Alguns dias antes, em 9 de março, Trump disse que o estreito “não nos afeta de verdade” porque “temos muito petróleo”.
“O Estreito de Ormuz continuará seguro”, acrescentou Trump.
O estreito
não permaneceu — ou não tem sido consistentemente — seguro. E embora
seja verdade que outros países tenham sido mais impactados pelo
fechamento do estreito pelo Irã, o fechamento também causou danos
significativos à economia dos EUA.
Isso também está dando ao Irã maior poder de barganha sobre Trump.
"Preços da gasolina cairão rapidamente para menos de US$ 3 por galão"
Gasolina entra no centro da discussão com instabilidade no tráfego em Ormuz • 05/03/2026REUTERS/Ken Cedeno
Ainda em relação ao estreito, o governo fez muitas promessas equivocadas sobre os preços da gasolina.
Em uma
entrevista com Tapper em 8 de março, o Secretário de Energia americano,
Chris Wright, disse que os preços da gasolina voltariam a ficar abaixo
de US$ 3 por galão “em breve”.
Questionado sobre quando exatamente, Wright disse que, mesmo no “pior cenário”, seriam “semanas” em vez de “meses”.
A situação
tem sido ainda pior do que o pior cenário previsto por Wright.
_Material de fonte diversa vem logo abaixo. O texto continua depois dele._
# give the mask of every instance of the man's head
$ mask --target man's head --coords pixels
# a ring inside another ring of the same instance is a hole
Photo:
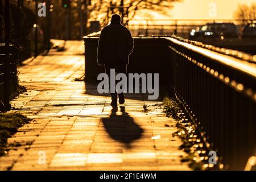
[[[118,14],[114,14],[111,16],[111,23],[113,24],[119,24],[121,22],[121,16]]]

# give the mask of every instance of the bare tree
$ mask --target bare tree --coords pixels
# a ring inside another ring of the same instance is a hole
[[[111,14],[118,13],[123,17],[123,23],[127,24],[138,10],[147,9],[168,14],[174,2],[182,0],[92,0],[90,19],[102,17],[102,24],[108,23]]]
[[[252,3],[250,6],[239,5],[234,13],[234,18],[242,20],[243,24],[248,20],[256,20],[256,3]]]

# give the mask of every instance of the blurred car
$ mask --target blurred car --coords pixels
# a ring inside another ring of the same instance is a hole
[[[190,39],[198,38],[238,38],[239,30],[232,23],[209,23],[205,25],[191,30]]]
[[[243,28],[242,38],[256,38],[256,23],[248,23]]]

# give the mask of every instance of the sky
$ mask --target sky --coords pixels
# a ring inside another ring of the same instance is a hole
[[[239,4],[253,2],[256,0],[183,0],[175,3],[171,14],[174,19],[230,19]]]
[[[238,5],[250,5],[251,3],[256,3],[256,0],[183,0],[174,3],[170,16],[151,12],[151,16],[147,17],[158,19],[233,19],[234,11]],[[135,19],[144,19],[144,13],[139,13]]]

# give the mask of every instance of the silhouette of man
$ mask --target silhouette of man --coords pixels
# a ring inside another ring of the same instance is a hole
[[[109,77],[110,93],[110,69],[114,69],[116,74],[126,74],[129,56],[133,52],[134,45],[131,32],[121,23],[121,17],[119,15],[112,15],[111,23],[101,31],[98,43],[97,63],[100,65],[105,65],[105,72]],[[115,84],[117,84],[117,82],[115,82]],[[115,85],[114,90],[115,93],[110,93],[112,106],[117,106]],[[124,104],[123,93],[118,94],[118,96],[119,103]]]

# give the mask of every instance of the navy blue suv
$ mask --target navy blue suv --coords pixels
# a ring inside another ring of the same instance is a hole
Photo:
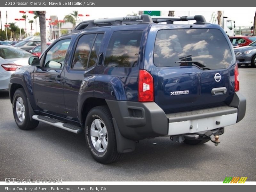
[[[29,63],[9,84],[18,126],[84,132],[102,163],[148,138],[217,145],[245,114],[230,41],[201,15],[83,21]]]

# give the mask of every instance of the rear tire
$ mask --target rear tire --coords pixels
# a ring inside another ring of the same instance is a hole
[[[27,96],[22,88],[17,89],[13,95],[12,112],[16,124],[20,129],[33,129],[38,125],[38,121],[30,120]]]
[[[251,65],[253,67],[256,67],[256,55],[253,56],[252,59]]]
[[[205,139],[203,140],[195,139],[194,140],[189,140],[185,139],[183,141],[186,144],[191,145],[201,145],[208,142],[210,140],[210,139]]]
[[[91,155],[99,163],[114,163],[123,156],[117,152],[114,129],[112,116],[107,107],[96,107],[89,112],[85,120],[85,139]]]

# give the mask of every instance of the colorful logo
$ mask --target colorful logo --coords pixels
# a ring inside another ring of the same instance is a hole
[[[244,183],[245,182],[247,177],[227,177],[224,181],[223,183]]]

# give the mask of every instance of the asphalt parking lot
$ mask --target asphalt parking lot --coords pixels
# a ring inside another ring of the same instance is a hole
[[[59,179],[63,181],[223,181],[247,177],[256,181],[256,68],[239,68],[240,91],[246,98],[245,116],[226,127],[218,146],[190,146],[169,137],[140,141],[135,150],[109,165],[95,161],[84,134],[40,123],[19,129],[6,91],[0,91],[0,181]]]

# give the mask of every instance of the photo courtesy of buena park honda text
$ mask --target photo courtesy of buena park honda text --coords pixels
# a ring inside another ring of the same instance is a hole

Mais de
quatro meses depois, a gasolina ainda não está abaixo de US$ 3 por
galão. Os preços não caíram abaixo de US$ 3,70 na média nacional, de
acordo com o Gas Buddy, aplicativo utilizado para encontrar postos de
gasolina, e agora estão subindo novamente após a retomada das
hostilidades.
A previsão
equivocada ressalta como o governo parece não ter previsto completamente
o tamanho do estrago que o Irã poderia causar fechando o Estreito de
Ormuz.
"O Irã está desesperado para fechar um acordo"
Ele também
previu rotineiramente que um acordo estava prestes a ser fechado, mas os
eventos dos últimos três meses mostraram o contrário. O Irã não só se
recusou a fazer concessões muito significativas, como também descartou o
que pareciam ser termos bastante favoráveis no memorando de
entendimento do mês passado.
Talvez seja
apenas uma ilusão ou uma manobra do presidente americano, mas isso
sugere que ele não entende as motivações de seu adversário.
"Os EUA tinham livre acesso ao espaço aéreo iraniano"
Caça F-15E da Força Aérea dos Estados Unidos • Josh Plueger/U.S. Air Force
Em uma
coletiva de imprensa em 4 de março, Hegseth afirmou que os EUA e Israel
"teriam controle total do espaço aéreo iraniano" em uma semana. "E o Irã
não poderia fazer nada a respeito", disse o Secretário de Guerra.
Trump
repetiu a afirmação nas semanas seguintes. "Eles não têm equipamentos
antiaéreos. Seus radares estão 100% destruídos", disse o presidente.
"Somos imparáveis como força militar."
Mas, no início de abril, o Irã conseguiu abater duas aeronaves americanas.